Database assisted denormalization
Let us say that I have the homepage of the application, where we display Blogs with their Post count, using the following query:
select dbo.Blogs.Id, dbo.Blogs.Title, dbo.Blogs.Subtitle, (select COUNT(*) from Posts where Posts.BlogId = Blogs.Id) as PostCount from dbo.Blogs
Given what I think thoughts of denormalization, and read vs. write costs, it seems a little wasteful to run the aggregate all the time.
I can always add a PostCount property to the Blogs table, but that would require me to manage that myself, and I thought that I might see whatever the database can do it for me.
This isn’t a conclusive post, it details what I tried, and what I think is happening, but it isn’t the end all be all. Moreover, I run my tests on SQL Server 2008 R2 only, not on anything else. I would like to hear what you think of this.
My first thought was to create this as a persisted computed column:
ALTER TABLE Blogs ADD PostCount AS (select COUNT(*) from Posts where Posts.BlogId = Blogs.Id) PERSISTED
But you can’t create computed columns that uses subqueries. I would understand easier why not if it was only for persisted computed columns, because that would give the database a hell of time figuring out when that computed column needs to be updated, but I am actually surprised that normal computed columns aren’t supporting subqueries.
Given that my first attempt failed, I decided to try to create a materialized view for the data that I needed. Materialized views in SQL Server are called indexed views, There are several things to note here. You can’t use subqueries here either (likely because the DB couldn’t figure which row in the index to update if you were using subqueries), but have to use joins.
I created a data set of 1,048,576 rows in the blogs table and 20,971,520 posts, which I think should be enough to give me real data.
Then, I issued the following query:
select dbo.Blogs.Id, dbo.Blogs.Title, dbo.Blogs.Subtitle, count_big(*) as PostCount from dbo.Blogs left join dbo.Posts on dbo.Blogs.Id = dbo.Posts.BlogId where dbo.Blogs.Id = 365819 group by dbo.Blogs.Id, dbo.Blogs.Title, dbo.Blogs.Subtitle
This is before I created anything, just to give me some idea about what kind of performance (and query plan) I can expect.
Query duration: 13 seconds.
And the execution plan:
The suggest indexes feature is one of the best reasons to move to SSMS 2008, in my opinion.
Following the suggestion, I created:
CREATE NONCLUSTERED INDEX [IDX_Posts_ByBlogID] ON [dbo].[Posts] ([BlogId])
And then I reissued the query. It completed in 0 seconds with the following execution plan:
After building Raven, I have a much better understanding of how databases operate internally, and I can completely follow how that introduction of this index can completely change the game for this query.

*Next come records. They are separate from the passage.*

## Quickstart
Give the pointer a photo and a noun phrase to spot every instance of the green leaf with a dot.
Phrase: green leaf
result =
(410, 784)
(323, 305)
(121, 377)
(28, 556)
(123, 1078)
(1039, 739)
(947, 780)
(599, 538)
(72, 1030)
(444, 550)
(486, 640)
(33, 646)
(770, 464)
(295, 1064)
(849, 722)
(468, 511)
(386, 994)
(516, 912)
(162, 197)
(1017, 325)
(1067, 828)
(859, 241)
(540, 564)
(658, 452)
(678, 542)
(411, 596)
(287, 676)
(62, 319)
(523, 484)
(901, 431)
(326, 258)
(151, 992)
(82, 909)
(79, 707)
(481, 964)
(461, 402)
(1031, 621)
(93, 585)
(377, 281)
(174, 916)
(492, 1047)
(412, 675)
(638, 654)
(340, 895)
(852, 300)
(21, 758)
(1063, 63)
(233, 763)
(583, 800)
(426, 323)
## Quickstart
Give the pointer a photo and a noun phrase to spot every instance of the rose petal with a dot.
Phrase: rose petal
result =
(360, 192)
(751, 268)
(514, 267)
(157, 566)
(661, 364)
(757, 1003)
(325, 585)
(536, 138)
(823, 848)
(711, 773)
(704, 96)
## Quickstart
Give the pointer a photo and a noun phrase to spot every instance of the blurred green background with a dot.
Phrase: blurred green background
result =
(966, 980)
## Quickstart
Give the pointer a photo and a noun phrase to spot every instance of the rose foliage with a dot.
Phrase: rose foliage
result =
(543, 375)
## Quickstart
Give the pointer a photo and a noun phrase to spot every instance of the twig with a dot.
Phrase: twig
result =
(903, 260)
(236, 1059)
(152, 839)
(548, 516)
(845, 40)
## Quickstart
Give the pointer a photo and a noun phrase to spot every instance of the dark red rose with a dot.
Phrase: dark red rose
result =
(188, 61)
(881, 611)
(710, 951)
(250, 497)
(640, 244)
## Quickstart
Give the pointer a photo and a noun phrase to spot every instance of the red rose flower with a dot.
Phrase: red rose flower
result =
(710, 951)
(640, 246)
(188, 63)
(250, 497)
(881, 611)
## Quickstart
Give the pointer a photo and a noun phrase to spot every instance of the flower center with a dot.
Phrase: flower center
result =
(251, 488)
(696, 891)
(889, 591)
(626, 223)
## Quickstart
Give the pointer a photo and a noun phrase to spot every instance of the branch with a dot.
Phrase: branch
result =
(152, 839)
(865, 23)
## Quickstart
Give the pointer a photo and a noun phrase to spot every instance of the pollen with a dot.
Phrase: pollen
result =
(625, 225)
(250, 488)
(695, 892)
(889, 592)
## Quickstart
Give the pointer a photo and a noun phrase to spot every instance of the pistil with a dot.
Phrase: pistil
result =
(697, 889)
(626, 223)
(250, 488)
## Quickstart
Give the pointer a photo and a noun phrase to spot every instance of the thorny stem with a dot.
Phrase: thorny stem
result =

Just to point out, the results of this query is:
Id Title Subtitle PostCount
----------- --------------------- ---------------------- --------------------
365819 The lazy blog hibernating in summer 1310720
I decided to see what using a view (and then indexed view) will give me. I dropped the IDX_Posts_ByBlogID index and created the following view:
CREATE VIEW BlogsWithPostCount WITH SCHEMABINDING AS select dbo.Blogs.Id, dbo.Blogs.Title, dbo.Blogs.Subtitle, count_big(*) as PostCount from dbo.Blogs join dbo.Posts on dbo.Blogs.Id = dbo.Posts.BlogId group by dbo.Blogs.Id, dbo.Blogs.Title, dbo.Blogs.Subtitle
After which I issued the following query:
select Id, Title, Subtitle, PostCount from BlogsWithPostCount where Id = 365819
This had the exact same behavior as the first query (13 seconds and the suggestion for adding the index).
I then added the following index to the view:
CREATE UNIQUE CLUSTERED INDEX IDX_BlogsWithPostCount ON BlogsWithPostCount (Id)
And then reissued the same query on the view. It had absolutely no affect on the query (13 seconds and the suggestion for adding the index). This make sense, if you understand how the database is actually treating this.
The database just created an index on the results of the view, but it only indexed the columns that we told it about, which means that is still need to compute the PostCount. To make things more interesting, you can’t add the PostCount to the index (thus saving the need to recalculate it).
Some points that are worth talking about:
- Adding IDX_Posts_ByBlogID index resulted in a significant speed increase
- There doesn’t seem to be a good way to perform materialization of the query in the database (this applies to SQL Server only, mind you, maybe Oracle does better here, I am not sure).
In other words, the best solution that I have for this is to either accept the cost per read on the RDBMS and mitigate that with proper indexes or create a PostCount column in the Blogs table and manage that yourself. I would like your critique on my attempt, and additional information about whatever what I am trying to do is possible in other RDMBS.